DACC employees work 40 hours a week and in this economic climate there is no money for overtime. Meanwhile, the volunteer-run Friends of the Downey Shelter Facebook team works 24 hours a day, 7 days a week updating the page and answering questions about the shelter’s pets. The adoption statistics prove how good a job the volunteers have done. With the exception of senior management very few shelter employees have access to Facebook while they are at the shelter as it is a blocked site on most Los Angeles County computers. Finally as anyone who has tried to call the shelter to ask for information on a pet knows – the shelters rarely answer their own telephones.

Until I came to the Los Angeles County shelter system, no one at the DACC had ever tried to utilize the social media as a tool to find homes for shelter pets.
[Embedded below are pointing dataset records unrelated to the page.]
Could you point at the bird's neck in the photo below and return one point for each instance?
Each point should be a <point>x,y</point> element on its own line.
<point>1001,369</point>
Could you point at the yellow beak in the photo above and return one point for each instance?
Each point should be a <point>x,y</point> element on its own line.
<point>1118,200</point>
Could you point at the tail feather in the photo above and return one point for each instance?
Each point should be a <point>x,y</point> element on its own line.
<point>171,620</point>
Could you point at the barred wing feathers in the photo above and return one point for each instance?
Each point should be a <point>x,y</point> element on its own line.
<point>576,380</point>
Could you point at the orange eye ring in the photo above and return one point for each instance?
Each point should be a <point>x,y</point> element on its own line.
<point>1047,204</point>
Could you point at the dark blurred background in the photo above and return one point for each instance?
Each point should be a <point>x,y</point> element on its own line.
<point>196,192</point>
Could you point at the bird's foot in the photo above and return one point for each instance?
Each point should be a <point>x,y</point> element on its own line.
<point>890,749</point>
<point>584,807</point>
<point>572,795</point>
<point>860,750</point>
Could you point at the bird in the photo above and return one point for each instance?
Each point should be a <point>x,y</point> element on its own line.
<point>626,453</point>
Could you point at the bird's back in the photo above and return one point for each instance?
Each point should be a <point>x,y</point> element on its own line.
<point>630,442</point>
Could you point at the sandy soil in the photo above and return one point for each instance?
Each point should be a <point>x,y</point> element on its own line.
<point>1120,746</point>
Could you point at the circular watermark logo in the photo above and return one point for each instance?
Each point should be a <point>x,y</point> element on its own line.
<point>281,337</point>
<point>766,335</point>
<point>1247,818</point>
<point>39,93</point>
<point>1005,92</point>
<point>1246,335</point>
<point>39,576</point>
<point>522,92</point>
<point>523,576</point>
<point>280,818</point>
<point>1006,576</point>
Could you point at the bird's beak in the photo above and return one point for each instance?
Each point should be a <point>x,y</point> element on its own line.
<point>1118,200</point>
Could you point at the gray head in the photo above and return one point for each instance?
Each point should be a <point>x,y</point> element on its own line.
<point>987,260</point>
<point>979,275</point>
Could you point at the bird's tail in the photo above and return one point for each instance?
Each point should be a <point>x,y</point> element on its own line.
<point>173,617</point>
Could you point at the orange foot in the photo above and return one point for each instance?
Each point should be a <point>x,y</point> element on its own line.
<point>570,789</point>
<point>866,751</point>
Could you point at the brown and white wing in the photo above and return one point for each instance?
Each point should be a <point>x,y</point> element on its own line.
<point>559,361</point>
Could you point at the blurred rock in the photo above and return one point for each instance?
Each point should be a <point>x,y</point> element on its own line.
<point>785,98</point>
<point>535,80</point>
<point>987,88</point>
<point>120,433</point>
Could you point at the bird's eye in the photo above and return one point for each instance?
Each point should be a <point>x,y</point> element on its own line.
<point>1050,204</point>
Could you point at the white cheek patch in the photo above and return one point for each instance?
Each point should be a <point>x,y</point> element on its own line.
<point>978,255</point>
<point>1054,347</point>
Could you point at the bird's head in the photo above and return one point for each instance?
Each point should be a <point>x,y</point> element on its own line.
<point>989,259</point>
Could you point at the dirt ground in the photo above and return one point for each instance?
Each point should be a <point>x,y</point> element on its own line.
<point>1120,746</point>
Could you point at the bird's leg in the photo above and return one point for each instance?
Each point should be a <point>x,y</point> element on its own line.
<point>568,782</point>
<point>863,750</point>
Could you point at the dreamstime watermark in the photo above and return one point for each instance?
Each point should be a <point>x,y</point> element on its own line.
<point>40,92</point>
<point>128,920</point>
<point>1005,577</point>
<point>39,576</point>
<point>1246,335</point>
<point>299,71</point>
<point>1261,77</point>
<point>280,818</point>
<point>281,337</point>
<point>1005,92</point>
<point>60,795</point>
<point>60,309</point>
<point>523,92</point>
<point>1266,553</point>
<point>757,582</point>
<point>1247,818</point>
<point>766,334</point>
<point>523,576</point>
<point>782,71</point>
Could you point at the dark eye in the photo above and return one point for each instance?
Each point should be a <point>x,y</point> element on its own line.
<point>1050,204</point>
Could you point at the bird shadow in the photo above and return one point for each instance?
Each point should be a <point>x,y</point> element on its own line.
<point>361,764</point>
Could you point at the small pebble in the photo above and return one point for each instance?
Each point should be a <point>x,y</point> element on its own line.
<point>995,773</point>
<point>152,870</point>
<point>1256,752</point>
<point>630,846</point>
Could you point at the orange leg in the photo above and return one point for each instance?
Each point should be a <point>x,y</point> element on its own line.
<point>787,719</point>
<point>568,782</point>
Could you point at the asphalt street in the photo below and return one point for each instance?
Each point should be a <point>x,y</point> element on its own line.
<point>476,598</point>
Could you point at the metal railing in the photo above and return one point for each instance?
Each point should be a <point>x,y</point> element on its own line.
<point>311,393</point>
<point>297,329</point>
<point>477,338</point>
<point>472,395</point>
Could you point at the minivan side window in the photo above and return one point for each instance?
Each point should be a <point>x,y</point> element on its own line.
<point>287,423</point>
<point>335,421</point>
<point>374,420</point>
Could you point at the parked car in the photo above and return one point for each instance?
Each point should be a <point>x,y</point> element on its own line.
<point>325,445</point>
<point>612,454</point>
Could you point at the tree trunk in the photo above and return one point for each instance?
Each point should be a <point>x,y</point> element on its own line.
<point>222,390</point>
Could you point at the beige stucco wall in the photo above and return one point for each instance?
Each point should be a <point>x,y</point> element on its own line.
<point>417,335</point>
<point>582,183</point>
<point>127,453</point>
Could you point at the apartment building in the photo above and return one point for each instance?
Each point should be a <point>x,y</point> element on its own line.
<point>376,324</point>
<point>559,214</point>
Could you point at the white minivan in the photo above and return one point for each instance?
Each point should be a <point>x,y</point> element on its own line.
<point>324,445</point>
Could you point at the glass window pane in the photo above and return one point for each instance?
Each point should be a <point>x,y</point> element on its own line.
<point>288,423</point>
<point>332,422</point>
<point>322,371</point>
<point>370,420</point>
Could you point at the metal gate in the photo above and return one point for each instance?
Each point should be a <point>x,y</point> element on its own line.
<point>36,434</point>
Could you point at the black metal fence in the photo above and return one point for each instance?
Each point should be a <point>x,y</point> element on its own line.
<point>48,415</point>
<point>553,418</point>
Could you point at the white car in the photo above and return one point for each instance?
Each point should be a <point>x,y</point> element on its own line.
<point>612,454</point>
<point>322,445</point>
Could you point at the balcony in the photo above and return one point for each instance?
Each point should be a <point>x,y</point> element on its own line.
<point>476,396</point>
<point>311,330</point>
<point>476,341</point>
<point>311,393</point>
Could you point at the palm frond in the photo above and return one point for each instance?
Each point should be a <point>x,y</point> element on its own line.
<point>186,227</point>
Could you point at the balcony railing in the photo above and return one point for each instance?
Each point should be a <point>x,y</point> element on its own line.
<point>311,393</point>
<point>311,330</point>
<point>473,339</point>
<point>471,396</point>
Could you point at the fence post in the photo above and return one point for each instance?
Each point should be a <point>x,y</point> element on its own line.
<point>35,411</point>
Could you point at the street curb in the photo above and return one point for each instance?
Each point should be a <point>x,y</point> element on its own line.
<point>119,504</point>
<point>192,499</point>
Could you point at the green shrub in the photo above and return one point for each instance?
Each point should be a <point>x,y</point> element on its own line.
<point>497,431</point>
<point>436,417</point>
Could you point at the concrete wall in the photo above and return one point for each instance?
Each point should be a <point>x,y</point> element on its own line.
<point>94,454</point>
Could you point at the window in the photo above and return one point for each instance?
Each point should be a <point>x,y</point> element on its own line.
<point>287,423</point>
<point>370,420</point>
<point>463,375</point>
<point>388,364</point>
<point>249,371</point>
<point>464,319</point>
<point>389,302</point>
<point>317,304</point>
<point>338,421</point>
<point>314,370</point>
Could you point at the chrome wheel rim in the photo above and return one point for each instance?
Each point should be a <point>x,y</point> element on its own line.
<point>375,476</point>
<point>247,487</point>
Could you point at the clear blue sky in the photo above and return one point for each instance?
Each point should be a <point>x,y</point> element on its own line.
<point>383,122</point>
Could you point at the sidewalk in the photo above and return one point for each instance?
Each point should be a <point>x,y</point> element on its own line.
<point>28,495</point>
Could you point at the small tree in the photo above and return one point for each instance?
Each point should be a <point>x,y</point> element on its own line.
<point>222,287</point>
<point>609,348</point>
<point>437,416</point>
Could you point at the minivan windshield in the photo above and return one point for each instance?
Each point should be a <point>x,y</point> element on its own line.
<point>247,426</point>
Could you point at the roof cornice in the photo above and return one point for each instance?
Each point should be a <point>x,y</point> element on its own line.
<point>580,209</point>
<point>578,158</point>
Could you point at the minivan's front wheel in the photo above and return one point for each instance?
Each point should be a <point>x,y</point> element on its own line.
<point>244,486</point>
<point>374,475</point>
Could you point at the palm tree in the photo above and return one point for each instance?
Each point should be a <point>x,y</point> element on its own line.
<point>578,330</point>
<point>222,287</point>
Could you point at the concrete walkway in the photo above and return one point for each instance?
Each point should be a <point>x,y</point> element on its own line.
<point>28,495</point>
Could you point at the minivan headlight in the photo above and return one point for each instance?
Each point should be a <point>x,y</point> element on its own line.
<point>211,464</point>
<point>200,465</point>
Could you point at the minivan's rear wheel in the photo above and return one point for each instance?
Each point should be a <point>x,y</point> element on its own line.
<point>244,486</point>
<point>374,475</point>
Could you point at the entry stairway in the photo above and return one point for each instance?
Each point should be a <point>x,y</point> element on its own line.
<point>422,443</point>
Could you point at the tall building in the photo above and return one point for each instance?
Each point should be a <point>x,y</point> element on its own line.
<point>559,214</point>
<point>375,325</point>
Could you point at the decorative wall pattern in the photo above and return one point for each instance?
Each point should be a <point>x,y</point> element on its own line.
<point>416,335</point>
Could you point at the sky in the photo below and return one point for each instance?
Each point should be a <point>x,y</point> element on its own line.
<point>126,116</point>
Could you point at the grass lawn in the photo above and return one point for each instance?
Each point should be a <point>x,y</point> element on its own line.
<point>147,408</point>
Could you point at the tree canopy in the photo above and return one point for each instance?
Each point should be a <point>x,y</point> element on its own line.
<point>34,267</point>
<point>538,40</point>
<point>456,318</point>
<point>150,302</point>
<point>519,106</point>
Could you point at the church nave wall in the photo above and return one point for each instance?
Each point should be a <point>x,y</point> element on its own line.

When I first presented the idea to the County they were hostile to it. The Downey volunteers put their hearts and souls into their Facebook page, and the shelter pets have benefited. The Downey Shelter volunteers truly do an excellent job of networking the shelter’s pets.

We will not be giving the keys to the Facebook page to the Los Angeles Department of Animal Care and Control. If the DACC cannot even answer their telephones, we cannot rely upon them to operate this valuable page which saves so many lives.   The DACC is welcome to start their own Facebook page, like they recently did for the Baldwin Park shelter… but they would be well advised to actually add some content to it (maybe just a teenie weenie bit about the shelter’s pets would be our recommendation), so that they actually get more than 32 “likes”.

It was gratifying to see the public bombard the DACC and the Board of Supervisors with complaints on this issue.  The message was delivered and the DACC was forced to retreat with egg on their faces… at least for now.  Our networking efforts will continue and the networking lists will still be posted on this website – right alongside my blog.

Meanwhile it is worth noting that on the afternoon of January 4th potential adopters at the Downey shelter were told to “take a number” and waited in line for over 45 minutes, so that they could meet pets they wanted to adopt. Once these people got through the line they were told that the shelter had insufficient staff to take out any pets for “meet and greets” and told to come back another day. Shelter pets are not fungible and often do not have another day. Thankfully senior Downey management have been contacted and said this is against stated policy and are launching an investigation as to how this occurred yet again.